For example, it is important to form an Si based thin film having a high quality at a high speed in order to reduce a manufacturing cost in a manufacture of a thin film Si based solar cell. A method of forming the Si based thin film at a comparative low temperature of a substrate which is equal to or higher than 100° C. and is equal to or lower than 400° C. is roughly divided into a plasma CVD (Chemical Vapor Deposition) method and a thermal catalyst CVD method (including a method having an identical principle, for example, an HW (Hot Wire)-CVD method or the like).
The plasma CVD method uses a plasma, thereby damaging a deposited film by charged particles, such as ions and electrons. For this reason, there is a fear that a film quality of a deposited film might be degraded.
On the other hand, the thermal catalyst CVD method does not use the plasma. Therefore, it is possible to form a deposited film at a high speed comparatively easily without damaging the deposited film due to charged particles in principle. However, an excessive decomposition of a material gas (for example, an SiH4 gas) is caused by a heated catalyzer which is heated to a high temperature so that a generation of SiH2, SiH and Si causing a degradation in a film quality progresses. For this reason, the film quality obtained by the thermal catalyst CVD method is lower than the film quality obtained by the plasma CVD method.
For the problems, the applicant has proposed a gas separation type plasma CVD apparatus in which advantages of the plasma CVD method and the thermal catalyst CVD method are combined (for example, see Japanese Patent Application Laid-Open No. 2003-173980).
According to the apparatus, a material gas having a low decomposition probability, for example, an H2 gas can be introduced into a chamber while decomposing and activating an H2 gas via a gas supply path in which a mechanism for enhancing a decomposition probability represented by a heated catalyzer is provided.
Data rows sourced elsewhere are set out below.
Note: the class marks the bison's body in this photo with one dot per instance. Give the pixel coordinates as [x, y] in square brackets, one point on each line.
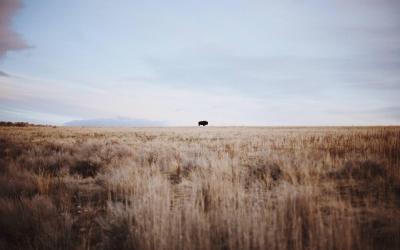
[203, 123]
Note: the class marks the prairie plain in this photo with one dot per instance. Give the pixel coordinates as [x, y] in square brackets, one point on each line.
[200, 188]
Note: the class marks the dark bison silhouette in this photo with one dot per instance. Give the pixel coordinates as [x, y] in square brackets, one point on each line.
[203, 123]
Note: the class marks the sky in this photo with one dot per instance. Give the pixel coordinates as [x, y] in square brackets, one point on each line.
[256, 63]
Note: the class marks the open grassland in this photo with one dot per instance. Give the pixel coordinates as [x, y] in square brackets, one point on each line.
[200, 188]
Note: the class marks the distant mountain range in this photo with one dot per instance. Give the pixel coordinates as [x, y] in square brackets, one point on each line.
[115, 122]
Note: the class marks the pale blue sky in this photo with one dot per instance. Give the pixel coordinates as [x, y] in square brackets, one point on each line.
[230, 62]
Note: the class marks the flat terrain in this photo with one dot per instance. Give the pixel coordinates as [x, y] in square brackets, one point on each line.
[200, 188]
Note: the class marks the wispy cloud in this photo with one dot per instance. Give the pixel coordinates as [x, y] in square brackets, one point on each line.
[9, 39]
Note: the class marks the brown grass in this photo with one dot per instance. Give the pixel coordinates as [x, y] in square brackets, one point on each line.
[200, 188]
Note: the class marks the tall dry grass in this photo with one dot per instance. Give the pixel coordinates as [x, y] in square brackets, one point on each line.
[200, 188]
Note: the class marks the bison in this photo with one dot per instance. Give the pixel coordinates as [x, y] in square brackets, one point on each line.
[203, 123]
Therefore, it is possible to cause the H2 gas to contribute to a formation of a microcrystalline silicon film without increasing charged particles which degrade the film quality that is a problem in the plasma CVD method. In addition, a material gas having a high decomposition probability such as the SiH4 gas is introduced into a chamber via another gas supply path in which a heated catalyzer is not provided. Therefore, it is possible to cause the SiH4 gas to contribute to a formation of a deposited film while suppressing the generation of SiH2, SiH and Si which degrade the film quality in the thermal catalyst CVD method. As a result, the gas separation type plasma CVD apparatus can form a film having a high quality at a high speed.